Lenard Brown’s drawings and paintings merge African influences with American man-made objects like meters and road signs. “The use of mechanical objects, African masks, Adinkra symbols and other icons are about the polarity of being an African American in Western society. African art strives to be a functional component in the spiritual well being of people’s lives. Nevertheless, the Western ritual of interacting with parking meters, road signs, and other everyday objects is almost as religious.” Brown is currently teaching at Texas A & M University – Kingsville.
STILL LIFE WITH SAUSAGE
Jack Gron’s metal sculpture reflects his personal observations on current events and issues including politics, pop culture and organized religion. The wall-dependent works in this exhibition include references to everything from professional wrestling to sausage. “I found that satire, and humor served as powerful tools to enable me to present my views manifest through industrial processes and materials.” Jack Gron is Professor of Fine Arts in Sculpture at TAMUCC, where he served as Chairman of the Department of Art for eight years.
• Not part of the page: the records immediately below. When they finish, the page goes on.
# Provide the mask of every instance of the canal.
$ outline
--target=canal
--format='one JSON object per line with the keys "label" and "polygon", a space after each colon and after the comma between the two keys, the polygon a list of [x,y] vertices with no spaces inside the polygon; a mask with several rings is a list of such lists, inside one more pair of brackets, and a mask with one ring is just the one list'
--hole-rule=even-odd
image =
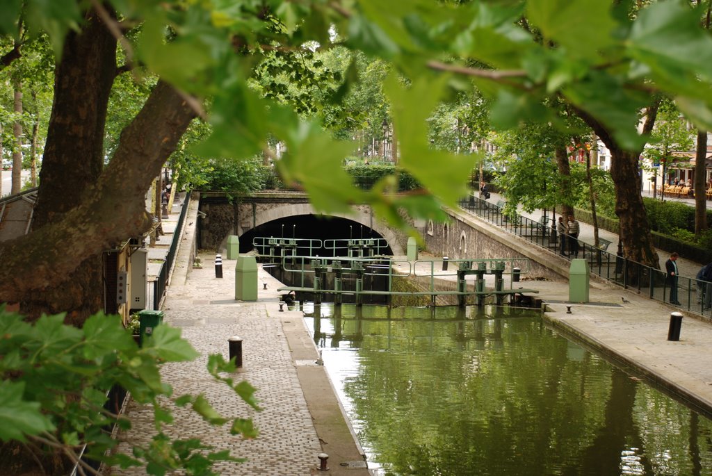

Paperglyphic: New Works by Bernardo Diaz
Bernardo Diaz is an educator, administrator, and emerging artist who currently resides in Austin, Texas. Diaz received his Master of Fine Arts Degree from the Meadows School of the Arts at Southern Methodist University in 2011. Diaz has also contributed and participated in various projects with other cultural entities such as the Laredo Center for the Arts, the Art Museum of South Texas, Big Thought, Art & Seek, La Reunion, Art Love Magic, Occupy Dallas, the Latino Cultural Center – Dallas, Dallas Office of Cultural Affairs – Public Art Selection Committee, and was a contributor to the Dallas Pavilion, a tongue-in-cheek exhibition-in-print debuted at the 2013 Venice Biennale.
Diaz maintains a solid studio practice and continues to produce paintings, drawings, and collage. Diaz has dedicated his current research to notions of access which feed into projects that vary in execution and application and include discreet conversations, contrived vs. spontaneous social interactions, anonymous installations and interventions, and the exploration of the artist’s role within non-art settings. An essay and images of his work were published in Aztlan: A Journal of Chicano Studies at UCLA.